SIEGEL, Malcolm, School of Medicine, University of New Mexico, Albuquerque, NM 87106, FINKELMAN, Robert B., Dept. of Geosciences, University of Texas at Dallas, Richardson, TX 75080 and SELINUS, Olle, Linneaus University, Kalmar, Sweden,

Medical Geology is the quintessential multidisciplinary discipline. It provides a framework for integrating information drawn from the Geological and Medical sciences. It illustrates the different paradigms and methods of these sciences and more importantly provides an opportunity to address the uncertainties inherent in each magisterium in a comprehensive analysis. The form of a complete Medical Geology analysis can be related to well-accepted principles in Risk Assessment and Risk Management. In the realm of Risk Assessment, Medical Geologists must deal with the extrapolations that underlie both the Medical and Geological Sciences. Predictions of environmental transport of contaminants that lead to exposures of populations must rely on inferences drawn from simple laboratory studies and imprecise field studies. Similarly, assessments of potential health effects often rely on in vitro or in vivo studies of simple systems or epidemiological studies of complex populations. The uncertainties that limit the precision of risk estimates drawn in each realm must be considered in developing a useful Risk Management strategy. Because effective Risk Management must consider the costs, benefits and unintended consequences of a proposed intervention, the integrative nature of Medical Geology provides a useful framework for policy makers dealing with the environmental and public health problems related to natural materials. 
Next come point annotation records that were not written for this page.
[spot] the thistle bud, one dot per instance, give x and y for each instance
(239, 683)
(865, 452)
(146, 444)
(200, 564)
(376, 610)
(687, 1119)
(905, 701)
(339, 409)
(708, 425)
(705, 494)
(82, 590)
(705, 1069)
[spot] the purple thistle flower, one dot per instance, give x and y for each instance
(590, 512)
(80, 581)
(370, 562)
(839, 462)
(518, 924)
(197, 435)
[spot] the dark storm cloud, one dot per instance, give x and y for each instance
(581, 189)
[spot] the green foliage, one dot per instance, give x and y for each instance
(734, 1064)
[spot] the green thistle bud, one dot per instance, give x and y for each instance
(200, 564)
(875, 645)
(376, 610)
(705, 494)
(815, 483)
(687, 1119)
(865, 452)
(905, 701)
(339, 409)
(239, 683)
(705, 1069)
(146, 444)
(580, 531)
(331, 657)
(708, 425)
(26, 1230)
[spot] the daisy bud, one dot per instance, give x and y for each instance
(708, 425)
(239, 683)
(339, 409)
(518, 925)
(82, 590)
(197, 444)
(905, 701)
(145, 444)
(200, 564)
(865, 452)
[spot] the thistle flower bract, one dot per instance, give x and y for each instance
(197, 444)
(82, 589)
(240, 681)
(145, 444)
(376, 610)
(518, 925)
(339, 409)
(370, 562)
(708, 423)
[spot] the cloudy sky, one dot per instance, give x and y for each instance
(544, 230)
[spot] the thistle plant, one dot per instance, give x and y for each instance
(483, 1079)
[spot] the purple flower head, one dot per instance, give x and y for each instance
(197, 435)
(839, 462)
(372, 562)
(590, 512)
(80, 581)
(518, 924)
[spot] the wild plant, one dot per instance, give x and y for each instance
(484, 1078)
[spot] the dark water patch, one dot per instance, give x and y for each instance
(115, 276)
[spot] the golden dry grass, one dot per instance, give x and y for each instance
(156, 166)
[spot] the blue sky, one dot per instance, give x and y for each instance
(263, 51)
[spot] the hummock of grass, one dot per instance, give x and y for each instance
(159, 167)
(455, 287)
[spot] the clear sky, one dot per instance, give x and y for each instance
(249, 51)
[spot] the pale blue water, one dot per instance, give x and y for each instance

To be relevant to science policy and to potential funding sources, the Medical Geology community must demonstrate an important role in Risk Communication. Although a plethora of excellent Medical Geology textbooks and articles books have appeared in the last 2 decades, few have emphasized this integrative role and its relevance to policy decisions. A proposed third edition of the book Essentials of Medical Geology is being designed to meet this need and members of the Medical Geology community are invited to participate in this project. This talk will illustrate these ideas by discussing uncertainties in the assessment and management of health risks related to the occurrence of arsenic and uranium in the environment and some problems in the associated risk communication.